KPK Menelusuri Dugaan Aliran Dana Ilegal dalam Kasus Korupsi Izin TKA di Kemenaker

Komisi Pemberantasan Korupsi (KPK) terus mendalami kasus dugaan korupsi terkait pengurusan izin penggunaan Tenaga Kerja Asing (TKA) di Kementerian Ketenagakerjaan (Kemenaker). Fokus penyidikan kali ini adalah menelusuri aliran dana yang diduga berasal dari agen-agen TKA dan mengalir ke oknum pejabat di Kemenaker.

Pada hari Rabu, 28 Mei 2025, KPK memeriksa tiga pegawai Kemenaker sebagai saksi. Pemeriksaan dilakukan di Gedung Merah Putih KPK, Jakarta. Ketiga saksi tersebut adalah:

  • M Ariswan Fauzi, Staf Tata Usaha Direktorat PPTKA Kemenaker periode 2016-2025.
  • Adhitya Narrotama, Pengantar Kerja Ahli Muda Kementerian Tenaga Kerja.
  • Angga Erlatna, Pengantar Kerja Ahli Muda Kementerian Tenaga Kerja.

Juru Bicara KPK, Budi Prasetyo, menyatakan bahwa pemeriksaan terhadap para saksi bertujuan untuk mendalami dugaan aliran uang dari agen TKA serta proses verifikasi dokumen izin TKA yang dilakukan oleh Kemenaker. KPK ingin memastikan apakah ada praktik suap atau pemerasan dalam proses perizinan tersebut.

Sebelumnya, pada Jumat, 23 Mei 2025, KPK juga telah memeriksa dua mantan Direktur Jenderal Pembinaan Penempatan Tenaga Kerja dan Perluasan Kesempatan Kerja (Dirjen Binapenta dan PKK) Kemenaker, yaitu Suhartono (Dirjen Binapenta & PKK Kemenaker 2020-2023) dan Haryanto (Dirjen Binapenta Kemenaker periode 2024-2025). Selain itu, KPK juga memeriksa Wisnu Pramono (Direktur PPTKA Kemenaker tahun 2017-2019) dan Devi Angraeni (Direktur Pengendalian Penggunaan TKA (PPTKA) Kementerian Ketenagakerjaan tahun 2024-2025).

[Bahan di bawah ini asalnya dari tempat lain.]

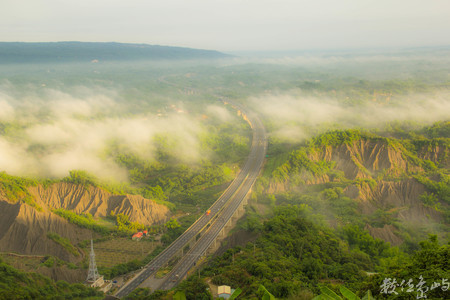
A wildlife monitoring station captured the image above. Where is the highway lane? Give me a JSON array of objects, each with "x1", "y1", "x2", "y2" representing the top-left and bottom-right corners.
[
  {"x1": 158, "y1": 109, "x2": 267, "y2": 290},
  {"x1": 115, "y1": 101, "x2": 266, "y2": 298}
]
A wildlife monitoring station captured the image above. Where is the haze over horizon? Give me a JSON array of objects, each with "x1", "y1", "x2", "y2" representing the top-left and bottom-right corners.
[{"x1": 1, "y1": 0, "x2": 449, "y2": 53}]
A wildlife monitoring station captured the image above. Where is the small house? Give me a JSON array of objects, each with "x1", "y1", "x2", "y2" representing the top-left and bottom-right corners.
[{"x1": 218, "y1": 285, "x2": 233, "y2": 299}]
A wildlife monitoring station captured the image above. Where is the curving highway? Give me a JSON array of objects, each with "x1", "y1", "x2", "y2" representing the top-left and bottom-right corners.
[{"x1": 115, "y1": 100, "x2": 266, "y2": 298}]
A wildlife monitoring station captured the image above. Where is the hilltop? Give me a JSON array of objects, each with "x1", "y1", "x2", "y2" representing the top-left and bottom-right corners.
[{"x1": 0, "y1": 41, "x2": 231, "y2": 63}]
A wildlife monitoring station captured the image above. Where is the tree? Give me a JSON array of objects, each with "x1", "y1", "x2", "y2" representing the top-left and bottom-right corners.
[
  {"x1": 178, "y1": 276, "x2": 212, "y2": 300},
  {"x1": 165, "y1": 218, "x2": 181, "y2": 230}
]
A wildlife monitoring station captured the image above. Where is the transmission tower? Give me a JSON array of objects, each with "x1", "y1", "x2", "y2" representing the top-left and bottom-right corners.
[{"x1": 86, "y1": 239, "x2": 100, "y2": 282}]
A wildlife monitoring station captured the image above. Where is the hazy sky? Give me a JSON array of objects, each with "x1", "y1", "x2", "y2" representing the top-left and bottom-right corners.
[{"x1": 1, "y1": 0, "x2": 449, "y2": 52}]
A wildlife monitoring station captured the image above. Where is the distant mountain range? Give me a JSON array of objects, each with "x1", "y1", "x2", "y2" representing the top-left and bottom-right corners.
[{"x1": 0, "y1": 42, "x2": 230, "y2": 63}]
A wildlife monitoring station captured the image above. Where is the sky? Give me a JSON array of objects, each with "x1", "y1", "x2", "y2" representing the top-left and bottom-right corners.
[{"x1": 1, "y1": 0, "x2": 450, "y2": 52}]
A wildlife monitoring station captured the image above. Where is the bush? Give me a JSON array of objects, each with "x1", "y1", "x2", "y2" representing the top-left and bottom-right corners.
[{"x1": 46, "y1": 232, "x2": 79, "y2": 257}]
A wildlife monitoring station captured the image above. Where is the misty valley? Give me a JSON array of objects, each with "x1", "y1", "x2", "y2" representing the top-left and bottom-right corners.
[{"x1": 0, "y1": 44, "x2": 449, "y2": 299}]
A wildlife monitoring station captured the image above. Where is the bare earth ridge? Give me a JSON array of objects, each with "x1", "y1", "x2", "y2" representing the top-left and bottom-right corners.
[{"x1": 0, "y1": 183, "x2": 170, "y2": 265}]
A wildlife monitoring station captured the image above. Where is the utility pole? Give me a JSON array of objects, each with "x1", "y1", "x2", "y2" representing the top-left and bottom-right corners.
[{"x1": 86, "y1": 240, "x2": 100, "y2": 282}]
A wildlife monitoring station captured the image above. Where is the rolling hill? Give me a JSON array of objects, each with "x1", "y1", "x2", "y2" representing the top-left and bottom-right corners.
[{"x1": 0, "y1": 41, "x2": 231, "y2": 63}]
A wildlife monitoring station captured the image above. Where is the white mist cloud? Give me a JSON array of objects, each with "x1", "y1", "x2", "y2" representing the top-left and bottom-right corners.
[
  {"x1": 251, "y1": 91, "x2": 450, "y2": 142},
  {"x1": 254, "y1": 95, "x2": 346, "y2": 126},
  {"x1": 248, "y1": 53, "x2": 450, "y2": 67},
  {"x1": 44, "y1": 88, "x2": 118, "y2": 119},
  {"x1": 41, "y1": 149, "x2": 128, "y2": 181},
  {"x1": 0, "y1": 138, "x2": 34, "y2": 175},
  {"x1": 272, "y1": 126, "x2": 310, "y2": 143},
  {"x1": 0, "y1": 96, "x2": 15, "y2": 122},
  {"x1": 0, "y1": 85, "x2": 207, "y2": 180},
  {"x1": 26, "y1": 123, "x2": 73, "y2": 145},
  {"x1": 205, "y1": 105, "x2": 233, "y2": 122}
]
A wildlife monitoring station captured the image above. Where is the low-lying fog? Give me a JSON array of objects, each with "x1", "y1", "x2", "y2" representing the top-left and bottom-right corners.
[
  {"x1": 251, "y1": 91, "x2": 450, "y2": 142},
  {"x1": 0, "y1": 48, "x2": 448, "y2": 181},
  {"x1": 0, "y1": 82, "x2": 232, "y2": 180}
]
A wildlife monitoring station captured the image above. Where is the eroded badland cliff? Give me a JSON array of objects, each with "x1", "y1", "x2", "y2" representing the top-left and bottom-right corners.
[
  {"x1": 0, "y1": 182, "x2": 170, "y2": 267},
  {"x1": 266, "y1": 135, "x2": 449, "y2": 246}
]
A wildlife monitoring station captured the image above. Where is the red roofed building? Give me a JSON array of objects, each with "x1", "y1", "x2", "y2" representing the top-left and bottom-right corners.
[{"x1": 132, "y1": 232, "x2": 143, "y2": 240}]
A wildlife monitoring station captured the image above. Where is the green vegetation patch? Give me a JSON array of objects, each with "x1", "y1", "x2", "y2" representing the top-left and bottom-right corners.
[
  {"x1": 112, "y1": 213, "x2": 146, "y2": 233},
  {"x1": 41, "y1": 256, "x2": 55, "y2": 268},
  {"x1": 62, "y1": 170, "x2": 99, "y2": 188},
  {"x1": 46, "y1": 232, "x2": 79, "y2": 257},
  {"x1": 310, "y1": 129, "x2": 380, "y2": 147},
  {"x1": 0, "y1": 172, "x2": 42, "y2": 211},
  {"x1": 413, "y1": 172, "x2": 450, "y2": 205},
  {"x1": 53, "y1": 209, "x2": 111, "y2": 235}
]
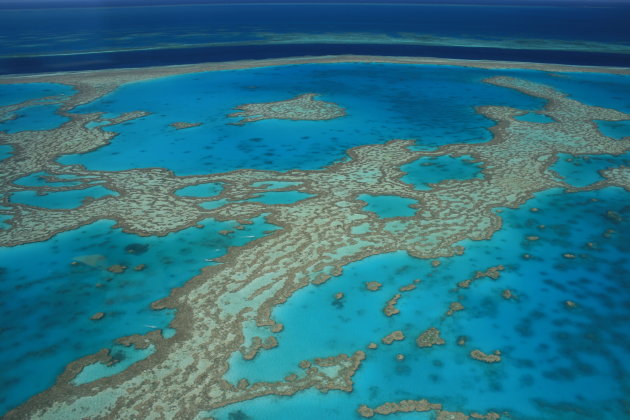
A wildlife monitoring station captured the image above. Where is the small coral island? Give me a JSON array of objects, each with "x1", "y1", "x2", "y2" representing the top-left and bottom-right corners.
[{"x1": 228, "y1": 93, "x2": 346, "y2": 125}]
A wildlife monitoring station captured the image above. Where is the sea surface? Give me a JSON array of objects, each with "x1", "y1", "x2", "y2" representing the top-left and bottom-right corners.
[
  {"x1": 1, "y1": 2, "x2": 630, "y2": 73},
  {"x1": 1, "y1": 2, "x2": 630, "y2": 419},
  {"x1": 2, "y1": 59, "x2": 630, "y2": 419}
]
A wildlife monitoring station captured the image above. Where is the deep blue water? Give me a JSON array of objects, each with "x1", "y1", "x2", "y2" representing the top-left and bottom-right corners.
[
  {"x1": 4, "y1": 44, "x2": 630, "y2": 75},
  {"x1": 1, "y1": 3, "x2": 629, "y2": 74}
]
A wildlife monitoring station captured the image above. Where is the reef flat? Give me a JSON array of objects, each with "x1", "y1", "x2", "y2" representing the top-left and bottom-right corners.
[
  {"x1": 229, "y1": 93, "x2": 346, "y2": 125},
  {"x1": 1, "y1": 56, "x2": 629, "y2": 419}
]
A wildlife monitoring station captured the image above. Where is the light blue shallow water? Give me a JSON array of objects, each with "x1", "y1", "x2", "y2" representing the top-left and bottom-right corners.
[
  {"x1": 551, "y1": 152, "x2": 630, "y2": 187},
  {"x1": 72, "y1": 343, "x2": 156, "y2": 385},
  {"x1": 0, "y1": 83, "x2": 75, "y2": 107},
  {"x1": 57, "y1": 63, "x2": 546, "y2": 175},
  {"x1": 596, "y1": 119, "x2": 630, "y2": 140},
  {"x1": 175, "y1": 182, "x2": 224, "y2": 197},
  {"x1": 251, "y1": 181, "x2": 303, "y2": 189},
  {"x1": 246, "y1": 190, "x2": 314, "y2": 205},
  {"x1": 358, "y1": 194, "x2": 418, "y2": 218},
  {"x1": 9, "y1": 185, "x2": 118, "y2": 209},
  {"x1": 515, "y1": 112, "x2": 555, "y2": 123},
  {"x1": 0, "y1": 214, "x2": 11, "y2": 228},
  {"x1": 400, "y1": 154, "x2": 483, "y2": 190},
  {"x1": 0, "y1": 144, "x2": 11, "y2": 161},
  {"x1": 0, "y1": 215, "x2": 280, "y2": 414},
  {"x1": 0, "y1": 104, "x2": 69, "y2": 133},
  {"x1": 13, "y1": 171, "x2": 85, "y2": 187},
  {"x1": 217, "y1": 187, "x2": 630, "y2": 420}
]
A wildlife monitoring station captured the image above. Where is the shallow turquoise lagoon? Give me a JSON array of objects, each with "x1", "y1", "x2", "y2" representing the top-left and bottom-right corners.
[
  {"x1": 0, "y1": 214, "x2": 11, "y2": 228},
  {"x1": 246, "y1": 190, "x2": 314, "y2": 205},
  {"x1": 0, "y1": 215, "x2": 280, "y2": 414},
  {"x1": 175, "y1": 182, "x2": 224, "y2": 197},
  {"x1": 0, "y1": 104, "x2": 69, "y2": 133},
  {"x1": 72, "y1": 343, "x2": 156, "y2": 385},
  {"x1": 13, "y1": 171, "x2": 87, "y2": 187},
  {"x1": 551, "y1": 152, "x2": 630, "y2": 187},
  {"x1": 515, "y1": 112, "x2": 555, "y2": 123},
  {"x1": 251, "y1": 181, "x2": 303, "y2": 189},
  {"x1": 0, "y1": 144, "x2": 11, "y2": 161},
  {"x1": 9, "y1": 185, "x2": 118, "y2": 209},
  {"x1": 58, "y1": 63, "x2": 547, "y2": 175},
  {"x1": 218, "y1": 187, "x2": 629, "y2": 420},
  {"x1": 0, "y1": 83, "x2": 75, "y2": 107},
  {"x1": 596, "y1": 119, "x2": 630, "y2": 140},
  {"x1": 358, "y1": 194, "x2": 418, "y2": 218},
  {"x1": 400, "y1": 154, "x2": 483, "y2": 190}
]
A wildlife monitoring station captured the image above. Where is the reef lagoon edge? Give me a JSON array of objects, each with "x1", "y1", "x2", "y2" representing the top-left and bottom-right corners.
[{"x1": 2, "y1": 54, "x2": 630, "y2": 82}]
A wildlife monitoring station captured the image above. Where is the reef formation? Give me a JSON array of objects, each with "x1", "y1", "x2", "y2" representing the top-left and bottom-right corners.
[
  {"x1": 0, "y1": 57, "x2": 629, "y2": 419},
  {"x1": 228, "y1": 93, "x2": 346, "y2": 125}
]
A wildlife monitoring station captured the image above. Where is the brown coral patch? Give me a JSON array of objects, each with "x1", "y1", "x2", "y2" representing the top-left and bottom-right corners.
[
  {"x1": 416, "y1": 327, "x2": 445, "y2": 348},
  {"x1": 382, "y1": 330, "x2": 405, "y2": 345},
  {"x1": 470, "y1": 349, "x2": 502, "y2": 363},
  {"x1": 107, "y1": 264, "x2": 127, "y2": 274},
  {"x1": 383, "y1": 293, "x2": 401, "y2": 317},
  {"x1": 90, "y1": 312, "x2": 105, "y2": 321},
  {"x1": 365, "y1": 281, "x2": 382, "y2": 291}
]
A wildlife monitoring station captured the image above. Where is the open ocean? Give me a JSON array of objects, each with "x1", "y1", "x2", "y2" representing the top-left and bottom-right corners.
[
  {"x1": 1, "y1": 1, "x2": 629, "y2": 72},
  {"x1": 1, "y1": 1, "x2": 629, "y2": 419}
]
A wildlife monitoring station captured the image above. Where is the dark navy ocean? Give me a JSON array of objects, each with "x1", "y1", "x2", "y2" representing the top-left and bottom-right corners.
[{"x1": 1, "y1": 1, "x2": 629, "y2": 73}]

Dalam kasus ini, KPK telah menetapkan delapan orang sebagai tersangka. Plt Deputi Penindakan dan Eksekusi KPK, Asep Guntur Rahayu, mengungkapkan bahwa kasus ini bermula dari adanya dugaan pemerasan yang dilakukan oleh oknum pejabat Ditjen Binapenta dan PKK Kemenaker terhadap calon pekerja asing yang ingin bekerja di Indonesia. Para pejabat tersebut diduga memungut sejumlah uang dari para calon pekerja asing sebagai imbalan untuk mempermudah proses perizinan mereka. KPK menjerat para tersangka dengan Pasal 12e dan atau Pasal 12 B terkait pemerasan dan penerimaan gratifikasi.

KPK terus berupaya mengungkap seluruh pihak yang terlibat dalam kasus ini dan mengumpulkan bukti-bukti yang kuat untuk membawa mereka ke pengadilan. Kasus ini menjadi perhatian serius karena menyangkut kepentingan banyak orang dan dapat merusak citra pemerintah di mata investor asing.